Onepager is a subscription web service that allows users to create HTML5, mobile-friendly websites using a "drag and drop" editor. The service offers both free and premium subscriptions which include both website hosting and website building tools. Onepager has a variety of website templates to choose from and users can also connect a domain they own or purchase one within the tool.

Onepager competes with Wix, Weebly, Site.pro and Yola.

==History==
Onepager was founded by Eric Tarn, Yin Yin Chan, Matthew Moore, and Matt Shampine in August 2011. The company is located in New York City and is backed by angel investors including Daniel Eskapa and Mark Birch. The team's goal for the service is to enable the millions of small businesses without websites to establish a simple and easy-to-build website.

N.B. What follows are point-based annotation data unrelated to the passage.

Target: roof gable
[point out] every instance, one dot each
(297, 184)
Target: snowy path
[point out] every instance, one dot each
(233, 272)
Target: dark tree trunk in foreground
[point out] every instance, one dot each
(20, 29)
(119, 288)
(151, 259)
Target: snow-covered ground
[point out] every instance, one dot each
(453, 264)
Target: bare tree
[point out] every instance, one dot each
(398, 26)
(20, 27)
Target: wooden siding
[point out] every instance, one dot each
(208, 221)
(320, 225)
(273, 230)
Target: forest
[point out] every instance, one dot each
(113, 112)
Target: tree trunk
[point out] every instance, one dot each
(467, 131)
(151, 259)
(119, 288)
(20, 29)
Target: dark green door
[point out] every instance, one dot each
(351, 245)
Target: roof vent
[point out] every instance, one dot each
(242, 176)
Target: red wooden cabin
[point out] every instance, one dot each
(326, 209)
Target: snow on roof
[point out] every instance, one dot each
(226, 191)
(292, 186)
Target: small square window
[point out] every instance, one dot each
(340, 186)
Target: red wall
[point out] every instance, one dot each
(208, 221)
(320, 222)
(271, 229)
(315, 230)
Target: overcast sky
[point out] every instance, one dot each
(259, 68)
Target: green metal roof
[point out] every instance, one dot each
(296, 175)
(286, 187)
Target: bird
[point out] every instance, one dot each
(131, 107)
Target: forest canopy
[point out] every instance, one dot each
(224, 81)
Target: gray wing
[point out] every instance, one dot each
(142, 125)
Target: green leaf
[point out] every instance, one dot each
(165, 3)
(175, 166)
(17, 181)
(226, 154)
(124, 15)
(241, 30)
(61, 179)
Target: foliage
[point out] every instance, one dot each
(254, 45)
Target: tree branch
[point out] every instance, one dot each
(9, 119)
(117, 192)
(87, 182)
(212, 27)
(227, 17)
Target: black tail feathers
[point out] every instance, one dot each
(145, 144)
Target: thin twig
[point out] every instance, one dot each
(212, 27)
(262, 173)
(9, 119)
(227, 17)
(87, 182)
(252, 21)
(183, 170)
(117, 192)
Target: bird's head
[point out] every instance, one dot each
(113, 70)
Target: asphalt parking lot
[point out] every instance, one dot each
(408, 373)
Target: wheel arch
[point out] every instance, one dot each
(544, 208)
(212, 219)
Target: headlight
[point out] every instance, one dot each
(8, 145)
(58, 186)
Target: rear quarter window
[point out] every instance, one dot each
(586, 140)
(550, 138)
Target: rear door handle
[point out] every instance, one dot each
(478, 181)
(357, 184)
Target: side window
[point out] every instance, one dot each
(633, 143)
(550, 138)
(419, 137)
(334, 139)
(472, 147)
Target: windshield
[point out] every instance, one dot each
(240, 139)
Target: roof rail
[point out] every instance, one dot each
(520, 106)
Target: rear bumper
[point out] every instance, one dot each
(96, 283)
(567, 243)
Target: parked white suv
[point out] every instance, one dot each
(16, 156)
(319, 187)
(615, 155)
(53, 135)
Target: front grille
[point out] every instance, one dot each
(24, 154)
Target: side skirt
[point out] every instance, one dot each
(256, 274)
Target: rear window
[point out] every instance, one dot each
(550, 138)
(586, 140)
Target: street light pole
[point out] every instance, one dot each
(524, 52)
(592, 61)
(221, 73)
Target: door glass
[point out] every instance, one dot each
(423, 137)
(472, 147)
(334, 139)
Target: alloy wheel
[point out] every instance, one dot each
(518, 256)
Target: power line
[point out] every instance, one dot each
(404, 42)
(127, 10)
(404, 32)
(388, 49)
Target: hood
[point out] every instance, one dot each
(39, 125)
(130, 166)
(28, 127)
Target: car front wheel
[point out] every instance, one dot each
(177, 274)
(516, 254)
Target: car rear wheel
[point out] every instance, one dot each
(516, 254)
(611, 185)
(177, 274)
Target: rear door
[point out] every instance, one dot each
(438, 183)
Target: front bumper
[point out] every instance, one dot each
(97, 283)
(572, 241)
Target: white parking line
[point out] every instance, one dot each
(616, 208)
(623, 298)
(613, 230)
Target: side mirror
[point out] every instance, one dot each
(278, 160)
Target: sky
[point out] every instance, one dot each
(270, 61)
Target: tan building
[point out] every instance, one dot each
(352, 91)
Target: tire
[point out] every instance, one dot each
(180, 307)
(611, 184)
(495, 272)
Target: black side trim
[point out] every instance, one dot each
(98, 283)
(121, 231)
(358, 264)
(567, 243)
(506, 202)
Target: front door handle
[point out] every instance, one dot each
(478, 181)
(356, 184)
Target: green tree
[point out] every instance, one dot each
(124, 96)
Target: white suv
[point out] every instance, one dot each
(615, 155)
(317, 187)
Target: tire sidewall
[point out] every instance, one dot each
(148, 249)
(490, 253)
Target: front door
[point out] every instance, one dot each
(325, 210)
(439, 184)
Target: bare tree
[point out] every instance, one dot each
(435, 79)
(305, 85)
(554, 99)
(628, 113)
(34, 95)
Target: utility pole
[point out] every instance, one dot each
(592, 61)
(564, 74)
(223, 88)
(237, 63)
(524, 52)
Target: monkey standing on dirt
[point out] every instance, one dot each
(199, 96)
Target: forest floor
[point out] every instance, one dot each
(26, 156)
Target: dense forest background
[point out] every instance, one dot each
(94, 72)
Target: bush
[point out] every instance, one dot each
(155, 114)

In December 2012, Onepager launched the ability for freelancers and agencies to create multiple sites under one account. Subscribers are allowed to add additional users and enable white-labeling of the interface.

==Features==
Onepager allows users to create a one-page website, primarily for small businesses. The product has been designed with businesses in mind and includes content modules including Hours, Email Forms, and Contact Information featuring Google Maps. Also allowed are video/audio embeds, eCommerce functionality through PayPal, newsletter subscription forms.

A unique feature of Onepager is the ability to collect email addresses from visitors and send email newsletters to subscribers. Users can also monitor the analytics showing how their site is performing.